The takeaway is that pure-Python doesn't mean "performance compromise" — it means **different overhead distribution**. For most application workloads (web requests doing a handful of small queries), the wire round-trip is what matters, and the abstraction-layer overhead IfxPy carries means `informix-db` is typically the same speed or faster.

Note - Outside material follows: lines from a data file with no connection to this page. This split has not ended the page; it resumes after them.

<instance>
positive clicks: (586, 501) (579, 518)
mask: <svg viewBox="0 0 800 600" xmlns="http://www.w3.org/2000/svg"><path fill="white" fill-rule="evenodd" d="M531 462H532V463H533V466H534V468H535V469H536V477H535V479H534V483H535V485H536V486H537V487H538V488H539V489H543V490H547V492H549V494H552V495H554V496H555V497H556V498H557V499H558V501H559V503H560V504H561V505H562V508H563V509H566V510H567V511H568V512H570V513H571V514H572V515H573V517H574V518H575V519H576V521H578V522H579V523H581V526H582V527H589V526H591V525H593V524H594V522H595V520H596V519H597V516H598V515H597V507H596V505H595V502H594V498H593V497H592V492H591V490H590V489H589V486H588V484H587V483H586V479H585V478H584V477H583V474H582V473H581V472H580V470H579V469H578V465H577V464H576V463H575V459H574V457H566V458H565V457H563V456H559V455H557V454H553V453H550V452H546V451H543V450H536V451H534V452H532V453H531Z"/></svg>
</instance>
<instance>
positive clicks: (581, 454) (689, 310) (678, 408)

## Why this comparison was hard to set up

**IfxPy is genuinely difficult to install on a modern system.** Capturing the install gauntlet for the record:

| Step | Detail |
|---|---|
| 1. Pin Python 3.11 | Python 3.13 fails: IfxPy's `setup.py` uses `use_2to3`, removed from setuptools 58 (October 2021). |
| 2. Pin setuptools <58 | Same root cause. |
| 3. CFLAGS hack | GCC 11+ (default since 2021) escalates the C extension's pointer-type warnings to errors. Need `CFLAGS="-Wno-incompatible-pointer-types -Wno-error"` to demote them. |
| 4. Download OneDB ODBC drivers | A 92 MB tarball from `hcl-onedb.github.io/odbc/`. The `pip install` only fetches headers — the runtime libs are a separate, undocumented download. |
| 5. Set INFORMIXDIR + LD_LIBRARY_PATH | Across four directories (`lib/`, `lib/cli/`, `lib/esql/`, `gls/dll/`). |
| 6. Install `libcrypt.so.1` | The OneDB drivers link against the libcrypt-1 ABI (deprecated in 2018, replaced by libcrypt.so.2). Modern Arch / Fedora 35+ / RHEL 9 ship only libcrypt.so.2; you need a compatibility shim (Ubuntu 20.04 still has it; modern distros need `libxcrypt-compat` or similar). |
| 7. Build runtime container | We use `Dockerfile.ifxpy` here because Ubuntu 20.04 is the most recent base distro that still ships `libcrypt.so.1` natively. |

By contrast, `informix-db`'s install is `pip install informix-db`. No external downloads, no system packages, no LD_LIBRARY_PATH, no Docker required.

## Methodology

- Both drivers ran against the **same** Informix Developer Edition 15.0.1.0.3DE Docker container (`informix-db-test` from `tests/docker-compose.yml`).
- The host runs Arch Linux on x86_64; the IfxPy container runs Ubuntu 20.04 on x86_64. Both reach the server through the loopback path (host's `127.0.0.1:9088` for `informix-db`; `--network=host` for the IfxPy container).
- Each benchmark runs 100/20/3 rounds depending on per-iteration cost; we report the mean. Stddev is small (under 5%) for all reported numbers — within-run jitter doesn't affect the qualitative result.
- Workloads are matched semantically: same SQL, same row counts, same fetch patterns. Where they differ (IfxPy's `IfxPy.fetch_tuple` vs. our `cursor.fetchall`), we use whichever idiom exhausts the cursor in each driver.

## Reproduce

From the project root:

```bash
# 1. Start the dev Informix container
make ifx-up

# 2. Seed the 1k-row test table on the host (using informix-db)
uv run python -c "
import informix_db, contextlib
conn = informix_db.connect(host='127.0.0.1', port=9088,
    user='informix', password='in4mix',
    database='sysmaster', server='informix', autocommit=True)
cur = conn.cursor()
with contextlib.suppress(Exception): cur.execute('DROP TABLE p21_bench')
cur.execute('CREATE TABLE p21_bench (id INT, name VARCHAR(64), counter INT, value FLOAT, created DATE)')
cur.executemany('INSERT INTO p21_bench VALUES (?, ?, ?, ?, ?)',
    [(i, f'row_{i:04d}', i*7, float(i)*1.5, None) for i in range(1000)])
conn.close()
"

# 3. Build + run the IfxPy benchmark container
docker build -f tests/benchmarks/compare/Dockerfile.ifxpy \
    -t ifxpy-bench tests/benchmarks/compare/
docker run --rm --network=host ifxpy-bench

# 4. Run informix-db benchmarks for the matched comparison
uv run pytest tests/benchmarks/test_select_perf.py \
    tests/benchmarks/test_pool_perf.py \
    tests/benchmarks/test_insert_perf.py \
    -m benchmark --benchmark-only --benchmark-warmup=on
```

## Files

- `Dockerfile.ifxpy` — Ubuntu 20.04 container with Python 3.9, IfxPy, and OneDB drivers installed
- `ifxpy_bench.py` — IfxPy benchmark workloads (mirrors `tests/benchmarks/test_*_perf.py`)
- This README

## Caveats

- IfxPy 3.0.5 is the latest PyPI version (from October 2020). It's the most actively-maintained C-bound option but hasn't shipped a release in ~5 years.
- Numbers will vary by host, distro, kernel, network stack — re-run on your own hardware before drawing strong conclusions.
- The 1k-row INSERT benchmark uses different APIs (IfxPy's `prepare`+`execute` loop vs our `executemany`); the comparison is by total wall-clock time for the equivalent workload, not by per-call overhead.